The service sector and the manufacturing sector are both important to the economy. The service sector now accounts for more than 70 percent of jobs in the United States, and it is growing in other countries as well. Moreover, the number of people working in services is increasing, while the number of people working in manufacturing is not.
The reason for the decline in manufacturing jobs is twofold: As the operations function in manufacturing companies finds more productive ways of producing goods, the companies are able to maintain or even increase their output using fewer workers. Furthermore, some manufacturing work has been outsourced to more productive companies, many in other countries that are able to produce goods at lower costs.

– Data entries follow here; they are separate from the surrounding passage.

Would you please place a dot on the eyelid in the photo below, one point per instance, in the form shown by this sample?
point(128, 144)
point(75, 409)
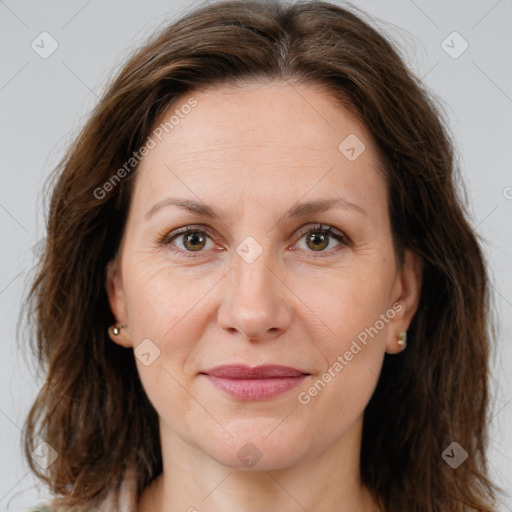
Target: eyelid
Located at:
point(165, 238)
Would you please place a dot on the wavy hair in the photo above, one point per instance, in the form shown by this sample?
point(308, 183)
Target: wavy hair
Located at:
point(92, 408)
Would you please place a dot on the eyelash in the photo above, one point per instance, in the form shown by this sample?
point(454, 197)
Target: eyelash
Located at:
point(165, 239)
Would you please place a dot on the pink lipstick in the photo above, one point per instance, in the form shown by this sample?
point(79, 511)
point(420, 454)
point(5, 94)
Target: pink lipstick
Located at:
point(256, 383)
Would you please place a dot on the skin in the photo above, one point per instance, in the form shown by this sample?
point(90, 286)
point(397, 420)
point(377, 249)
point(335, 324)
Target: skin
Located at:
point(253, 153)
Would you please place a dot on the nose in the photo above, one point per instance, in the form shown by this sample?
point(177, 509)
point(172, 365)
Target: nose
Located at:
point(254, 301)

Many of the concepts presented in this book apply equally to manufacturing and service. Consequently, whether your interest at this time is on manufacturing or on service, these concepts will be important, regardless of whether a manufacturing example or service.
Operations management is often used along with production management in literature on the subject. It is therefore, useful to understand the nature of operations management. Operations management is understood as the process whereby resources or inputs are converted into more useful products .A second reading of the sentence reveals that, there is hardly any difference between the terms production management and operations management. But, there are a least two points of distinction between production management and operations management. First, the term production management is more used for a system where tangible goods are produced.
Whereas, operations management is more frequently used where various inputs are transformed into tangible services Viewed from this perspective, operations management will cover such services organization as banks, airlines, utilities, pollution control agencies super bazaars, educational institutions, libraries, consultancy firm and police departments, in addition, of course, to manufacturing enterprises. The second distinction relates to the evolution of the subject. Operation management is the term that is used now a day. Production management precedes operations management in the historical growth of the subject
The two distinctions not withstanding, the terms production management and operations management are used interchangeably.
Scope of Production and Operation Management
The scope of production and operations management is indeed vast. Commencing with the selection of location production management covers such activities as acquisition of land, constructing building, procuring and installing machinery, purchasing and storing raw material and converting them into saleable products.
Added to the above are other related topics such as quality management, maintenance management, production planning and control, methods improvement and work simplification and other related areas.